In my opinion, a barista should stretch the milk only slightly, such that the whole of it is velvety, creamy and soft. Then the barista should pour the contents in to the espresso in a controlled, steady stream, as close to the side as possible. A latte prepared thusly ensures that every sip -- not just the first -- is filled with that decadent mixture of milk, foam and espresso.
The foam cap method, on the other hand, leaves the drinker with thin, whispy milk, after the cap has been consumed. It also makes the barista look bad, as if they couldn't steam the milk right to begin with. The sad thing is, most baristi can steam milk well enough to craft a great latte. They just hold themselves back, by holding the foam back.
September 1, 2010
Whether the Weather
A heavy sky weighs down over you. The air seems to cling like a wet sock, musty and damp. It is neither hot nor cold, but manages to impersonate the malevolent aspects of both. A jacket will keep the drizzle from you, but it is far too humid for layers. A t-shirt leaves you defenseless, endlessly assailable. You will not be comfortable. Like so many, you seek comfort in food and drink. But there, too, are conundrums.
Yet there is coffee. There is always coffee.
You stand in line, weighing your options. Hot or cold? Damn. Must everything, even this most base of pleasures, be an ordeal?
I, earlier this day, was this "you". So, in hindsight, perhaps I should have framed this entire narrative in the first person. In any case, I found myself considering whether a damp, muggy, oppressive, 72-degree afternoon demands hot or iced coffee.
This morning, the decision was simple enough -- hot. It was cooler then, as the sun hadn't yet turned campus in to a rice cooker.
So iced, right? Easy enough, except that 70 degrees is still 70 degrees. Hardly cool, but near enough to comfortable that, shorts and t-shirt clad as I was, a slight chill was not out of reach.

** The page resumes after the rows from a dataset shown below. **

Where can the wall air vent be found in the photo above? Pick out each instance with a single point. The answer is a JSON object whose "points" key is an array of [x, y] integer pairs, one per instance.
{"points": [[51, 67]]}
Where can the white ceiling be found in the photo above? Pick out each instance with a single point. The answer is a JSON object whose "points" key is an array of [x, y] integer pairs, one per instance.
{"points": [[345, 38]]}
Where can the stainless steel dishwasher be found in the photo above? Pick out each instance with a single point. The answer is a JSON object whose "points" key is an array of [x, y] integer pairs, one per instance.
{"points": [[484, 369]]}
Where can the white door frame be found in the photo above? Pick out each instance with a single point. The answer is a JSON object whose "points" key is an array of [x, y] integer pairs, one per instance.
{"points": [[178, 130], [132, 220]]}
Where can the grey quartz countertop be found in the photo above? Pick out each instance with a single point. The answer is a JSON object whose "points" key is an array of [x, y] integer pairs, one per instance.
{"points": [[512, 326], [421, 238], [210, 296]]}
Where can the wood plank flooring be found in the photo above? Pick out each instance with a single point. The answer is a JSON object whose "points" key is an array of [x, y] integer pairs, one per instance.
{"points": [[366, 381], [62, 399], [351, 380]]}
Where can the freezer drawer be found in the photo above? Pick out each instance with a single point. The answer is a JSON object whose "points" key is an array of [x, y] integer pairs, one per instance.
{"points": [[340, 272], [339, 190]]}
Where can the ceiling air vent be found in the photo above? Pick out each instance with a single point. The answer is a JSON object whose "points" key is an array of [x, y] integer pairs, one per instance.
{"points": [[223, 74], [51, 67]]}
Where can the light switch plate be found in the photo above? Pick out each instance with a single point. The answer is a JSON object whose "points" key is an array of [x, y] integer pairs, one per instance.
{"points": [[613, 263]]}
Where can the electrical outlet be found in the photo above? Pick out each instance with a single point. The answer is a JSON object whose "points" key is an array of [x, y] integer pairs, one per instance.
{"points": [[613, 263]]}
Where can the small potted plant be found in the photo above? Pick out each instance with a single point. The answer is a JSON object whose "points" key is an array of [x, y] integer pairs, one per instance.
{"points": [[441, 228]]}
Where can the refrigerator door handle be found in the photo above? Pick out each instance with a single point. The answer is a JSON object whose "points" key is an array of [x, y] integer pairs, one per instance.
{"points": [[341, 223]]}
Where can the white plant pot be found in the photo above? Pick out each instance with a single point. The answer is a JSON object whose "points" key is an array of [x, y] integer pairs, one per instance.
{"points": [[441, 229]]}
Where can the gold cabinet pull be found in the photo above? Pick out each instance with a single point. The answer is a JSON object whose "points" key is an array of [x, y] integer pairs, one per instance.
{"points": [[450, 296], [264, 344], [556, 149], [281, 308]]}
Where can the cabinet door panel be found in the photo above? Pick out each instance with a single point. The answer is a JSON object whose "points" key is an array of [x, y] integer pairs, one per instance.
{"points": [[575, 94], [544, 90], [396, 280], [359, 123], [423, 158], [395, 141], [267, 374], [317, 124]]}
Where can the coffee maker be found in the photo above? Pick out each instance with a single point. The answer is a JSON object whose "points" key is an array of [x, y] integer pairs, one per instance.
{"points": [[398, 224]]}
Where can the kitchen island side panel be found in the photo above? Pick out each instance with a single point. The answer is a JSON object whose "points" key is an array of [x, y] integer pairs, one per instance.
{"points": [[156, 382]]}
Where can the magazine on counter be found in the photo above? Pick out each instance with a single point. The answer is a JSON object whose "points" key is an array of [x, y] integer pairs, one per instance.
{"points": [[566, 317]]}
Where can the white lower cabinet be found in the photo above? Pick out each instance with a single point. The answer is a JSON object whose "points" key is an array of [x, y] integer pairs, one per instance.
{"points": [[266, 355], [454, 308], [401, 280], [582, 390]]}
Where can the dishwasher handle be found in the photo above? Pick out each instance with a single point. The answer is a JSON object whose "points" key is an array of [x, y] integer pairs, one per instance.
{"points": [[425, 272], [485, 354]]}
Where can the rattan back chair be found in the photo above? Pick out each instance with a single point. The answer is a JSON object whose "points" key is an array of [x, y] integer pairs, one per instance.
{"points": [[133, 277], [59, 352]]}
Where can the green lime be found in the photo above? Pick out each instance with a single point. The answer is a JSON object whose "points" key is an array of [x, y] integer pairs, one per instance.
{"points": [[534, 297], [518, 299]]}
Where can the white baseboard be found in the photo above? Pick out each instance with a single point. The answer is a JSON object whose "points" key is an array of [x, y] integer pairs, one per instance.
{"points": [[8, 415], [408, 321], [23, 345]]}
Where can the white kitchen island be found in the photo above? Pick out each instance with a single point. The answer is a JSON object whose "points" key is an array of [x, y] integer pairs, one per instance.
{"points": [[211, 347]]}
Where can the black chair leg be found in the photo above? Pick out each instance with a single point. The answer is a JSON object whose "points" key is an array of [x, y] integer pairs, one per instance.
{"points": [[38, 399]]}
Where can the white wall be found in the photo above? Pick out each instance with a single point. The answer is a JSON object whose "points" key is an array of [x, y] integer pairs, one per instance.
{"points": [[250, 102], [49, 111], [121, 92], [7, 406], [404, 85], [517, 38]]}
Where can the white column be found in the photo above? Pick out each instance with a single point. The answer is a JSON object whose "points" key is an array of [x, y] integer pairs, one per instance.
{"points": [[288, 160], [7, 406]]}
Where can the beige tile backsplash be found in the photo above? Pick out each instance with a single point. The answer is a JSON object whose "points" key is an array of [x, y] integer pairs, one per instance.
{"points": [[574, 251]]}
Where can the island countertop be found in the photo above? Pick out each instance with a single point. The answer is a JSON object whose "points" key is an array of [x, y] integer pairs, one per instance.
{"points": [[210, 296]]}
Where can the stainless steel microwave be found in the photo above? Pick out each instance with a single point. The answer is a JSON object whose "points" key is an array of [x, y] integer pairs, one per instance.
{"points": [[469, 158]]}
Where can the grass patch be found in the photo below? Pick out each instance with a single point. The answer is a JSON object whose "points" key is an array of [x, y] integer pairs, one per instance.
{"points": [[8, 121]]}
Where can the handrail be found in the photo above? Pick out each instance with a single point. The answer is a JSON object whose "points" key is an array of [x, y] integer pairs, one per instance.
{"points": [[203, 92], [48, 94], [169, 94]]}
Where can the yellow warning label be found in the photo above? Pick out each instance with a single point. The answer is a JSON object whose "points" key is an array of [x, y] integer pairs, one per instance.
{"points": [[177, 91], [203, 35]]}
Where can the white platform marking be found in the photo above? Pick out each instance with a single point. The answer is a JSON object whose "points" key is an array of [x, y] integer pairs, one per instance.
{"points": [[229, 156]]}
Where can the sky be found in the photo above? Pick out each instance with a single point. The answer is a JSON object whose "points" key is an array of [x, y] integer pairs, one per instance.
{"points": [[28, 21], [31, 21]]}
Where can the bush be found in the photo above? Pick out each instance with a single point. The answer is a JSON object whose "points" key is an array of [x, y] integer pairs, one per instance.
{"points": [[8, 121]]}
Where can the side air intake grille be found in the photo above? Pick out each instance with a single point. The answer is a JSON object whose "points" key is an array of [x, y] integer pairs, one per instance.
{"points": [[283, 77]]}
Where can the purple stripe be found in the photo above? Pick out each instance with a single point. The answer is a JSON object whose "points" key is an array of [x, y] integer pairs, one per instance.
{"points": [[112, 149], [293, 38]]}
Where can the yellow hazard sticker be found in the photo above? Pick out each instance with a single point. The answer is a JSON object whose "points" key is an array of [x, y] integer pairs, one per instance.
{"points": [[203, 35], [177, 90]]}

Thankfully, the decision was made for me. The barista in charge of this particular campus coffee shop noted that their iced coffee was running a little acidic. My interest piqued. Acidic iced coffee? I had tried such a brew before, at Starbucks. But that was just hot coffee, with ice added to it. Hardly the same thing as the Toddy prepared brew offered on campus.
This, I had to try. And so try I did. The result was pleasant, probably more so than I expected, frankly. Iced coffee, for all that I do love it, can feel a bit heavy in its richness. Like chocolate, say, you really can only consume so much -- unless, of course, it's balanced out by the proper touch of sweet. Good iced coffee will be, typically, even without the addition of sugar. In any case, this particular iced coffee, of Guatemalan ancestry, did indeed have a bite. It was neither heavy nor rich. Still, it maintained that smooth feel you expect from cold brewed coffee. To continue the chocolate analogy, let's call it bittersweet.
In theory, I should tie back in to the the second person, narrative beginning now. But my creativity has run quite dry, in that regard.